Introduction
Getting a mixed-use development approved (let alone completed) is notoriously difficult. Zoning can be hard to change, parking regulations will dictate the size of a building’s footprint, and anything can change at the drop of a hat. Still, when a plan comes together, its impacts reach far beyond the property line. Here is a mixed-use development project that followed the long and winding road to success, what made it work, and what you can take away to apply to your own development process.
Investment & Impact
The City of Elkhart, Indiana had riverfront land very ready for development. There were no existing structures, there was existing road access, river views were abundant—prime real estate. The city sought to establish a higher-end housing structure on the land which would be a first-of-its-kind project for the city. To ensure its success, the city and the developer devised a mixed-use solution which would blend the residential structure into the retail and dining fabric of the community along the waterfront.

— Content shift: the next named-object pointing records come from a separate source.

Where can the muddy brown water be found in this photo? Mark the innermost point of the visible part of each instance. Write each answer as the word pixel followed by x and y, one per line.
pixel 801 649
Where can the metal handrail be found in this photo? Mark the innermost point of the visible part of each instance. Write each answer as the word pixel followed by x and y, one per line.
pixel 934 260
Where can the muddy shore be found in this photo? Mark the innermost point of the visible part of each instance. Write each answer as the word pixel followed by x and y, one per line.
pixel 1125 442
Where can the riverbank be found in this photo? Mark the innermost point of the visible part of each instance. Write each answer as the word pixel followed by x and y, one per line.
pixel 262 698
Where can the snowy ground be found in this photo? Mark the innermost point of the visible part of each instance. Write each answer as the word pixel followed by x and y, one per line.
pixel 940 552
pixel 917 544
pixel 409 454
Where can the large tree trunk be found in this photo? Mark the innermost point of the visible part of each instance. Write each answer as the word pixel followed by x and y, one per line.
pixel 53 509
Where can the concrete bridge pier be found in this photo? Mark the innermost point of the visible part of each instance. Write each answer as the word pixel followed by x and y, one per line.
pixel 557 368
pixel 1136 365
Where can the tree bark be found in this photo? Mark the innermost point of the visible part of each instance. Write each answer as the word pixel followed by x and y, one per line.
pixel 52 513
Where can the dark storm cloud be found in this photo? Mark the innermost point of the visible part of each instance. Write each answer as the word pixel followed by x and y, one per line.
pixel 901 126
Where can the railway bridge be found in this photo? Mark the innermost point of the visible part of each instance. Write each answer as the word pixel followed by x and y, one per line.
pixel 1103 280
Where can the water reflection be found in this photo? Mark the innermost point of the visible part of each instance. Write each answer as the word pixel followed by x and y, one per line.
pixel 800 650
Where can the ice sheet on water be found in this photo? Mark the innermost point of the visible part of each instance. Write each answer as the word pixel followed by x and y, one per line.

“In addition to business attraction and retention, housing is an important component of the city’s economic development strategy,” said Elkhart Mayor Tim Neese. “Without adequate housing, the population of our city increases daily and declines in the evening, as employees return to their homes in adjacent communities and spend their hard-earned money dining and shopping elsewhere. The addition of 205 downtown units in Elkhart will help to capture a portion of that population, resulting in new income, property and sales tax revenue. We hope that this will be a catalyst for future development projects citywide and will welcome more people to live and invest in the city of Elkhart.”
Total Impact according to the 2016 analysis
Investment | 2017 | 2018 | 2019 | 2020 | 2021 | Total |
Public | $5,150,000 | $5,150,000 | ||||
Private | $11,883,085 | $8,516,542 | $20,399,627 | |||
Total Investment | $17,033,085 | $8,516,542 | $25,549,627 | |||
Fiscal Impacts | ||||||
Property Tax | $316,769 | $ 316,769 | $ 633,538 | |||
Sales Tax | $416,364 | $211,168 | $219,303 | $223,496 | $227,769 | $1,298,100 |
Income Tax | $65,506 | $65,506 | $131,012 | |||
Sewer/Stormwater/Water | $89,021 | $89,021 | $89,021 | $267,063 | ||
Total Fiscal Impact | $416,364 | $211,168 | $308,324 | $694,792 | $699,065 | $2,329,713 |
Economic Impacts | ||||||
Total Impact | $26,132,739 | $13,072,517 | $7,039,212 | $7,187,056 | $7,338,461 | |
Total Employment | 192 | 97 | 56 | 56 | 56 |
What Makes it a Success?
The city didn’t put the cart before the horse. The city’s River District Implementation Team conducted a market analysis to see which of the city’s residential and commercial needs were most immediate. They found that the city could successfully support the addition of new residential rental properties very quickly based on the needs assessed at the time of the report and the trend in local interest in living in the city as opposed to more rural environs. Since revenue from residential leases would support the operations of the property, the management opted to not tie the Foundry Project’s early success to securing commercial leases. This freed the management team to be strategic and selective with commercial tenants.
Idea to Steal
Flaherty & Collins Properties engaged Crowe Horwath LLP to conduct the economic and fiscal impact analyses for the project. They both approached the city with the list of initial inputs and assumptions for validation before they conducted the official analysis. This not only saved time for the researchers but also secured buy-in and trust from city officials in the validity of the research.